Am Fam Physician. 2018;98(3):187-188
Author disclosure: No relevant financial affiliations.
Key Points for Practice
• Testing for diabetes should be performed annually in persons who already have prediabetes, every three years in women who have had gestational diabetes, and starting at 45 years of age in all other persons.
• Patients with prediabetes should be referred to a behavioral lifestyle intervention program to encourage weight loss (7% of body weight) and 150 minutes of physical activity per week.
• In patients with atherosclerotic cardiovascular disease, treatment should start with lifestyle changes and metformin, with the addition of medications that decrease the risk of adverse cardiovascular events and cardiovascular mortality when dual therapy is needed.
From the AFP Editors
Because the evidence regarding medical care for persons with diabetes mellitus continues to evolve, the American Diabetes Association (ADA) annually updates its standards. In addition, starting in 2018, the ADA will also periodically update its guidance online if warranted. As with previous updates, this 2018 update is based on the most current evidence available regarding treatment of diabetes.

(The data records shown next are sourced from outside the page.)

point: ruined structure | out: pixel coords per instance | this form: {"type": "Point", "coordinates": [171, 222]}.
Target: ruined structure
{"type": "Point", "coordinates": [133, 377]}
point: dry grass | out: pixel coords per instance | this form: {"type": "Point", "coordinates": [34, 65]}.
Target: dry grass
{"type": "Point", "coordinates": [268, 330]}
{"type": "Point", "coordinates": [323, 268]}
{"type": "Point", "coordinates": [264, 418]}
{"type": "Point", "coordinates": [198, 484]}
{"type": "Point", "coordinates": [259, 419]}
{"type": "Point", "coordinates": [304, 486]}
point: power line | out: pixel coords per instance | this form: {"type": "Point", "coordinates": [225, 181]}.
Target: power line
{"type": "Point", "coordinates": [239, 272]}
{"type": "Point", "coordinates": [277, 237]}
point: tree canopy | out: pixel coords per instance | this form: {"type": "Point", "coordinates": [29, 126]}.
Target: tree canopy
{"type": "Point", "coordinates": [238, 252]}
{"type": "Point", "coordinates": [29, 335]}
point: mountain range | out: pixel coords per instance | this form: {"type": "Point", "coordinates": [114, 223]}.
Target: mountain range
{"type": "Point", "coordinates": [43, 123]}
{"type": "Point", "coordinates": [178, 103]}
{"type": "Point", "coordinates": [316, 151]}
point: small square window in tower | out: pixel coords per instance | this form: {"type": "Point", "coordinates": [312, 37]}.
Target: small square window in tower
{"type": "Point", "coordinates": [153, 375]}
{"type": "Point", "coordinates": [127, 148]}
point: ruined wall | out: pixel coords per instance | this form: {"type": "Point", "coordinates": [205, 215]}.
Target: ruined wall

Testing for prediabetes and type 2 diabetes in asymptomatic persons younger than 18 years should be performed in those who are overweight with at least one of the following factors: maternal history of diabetes or gestational diabetes, a first- or second-degree relative with type 2 diabetes, a high-risk ethnicity or race, or signs of insulin resistance or conditions connected to insulin resistance such as acanthosis nigricans, polycystic ovary syndrome, and dyslipidemia.
Testing for prediabetes or diabetes should be performed in asymptomatic adults who are overweight or obese with at least one of the following factors: a first-degree relative with diabetes, a high-risk ethnicity or race, history of cardiovascular disease, hypertension, a high-density lipoprotein level of less than 35 mg per dL (0.91 mmol per L) or a triglyceride level greater than 250 mg per dL (2.8 mmol per L), physical inactivity, polycystic ovary syndrome, or a condition connected with insulin resistance.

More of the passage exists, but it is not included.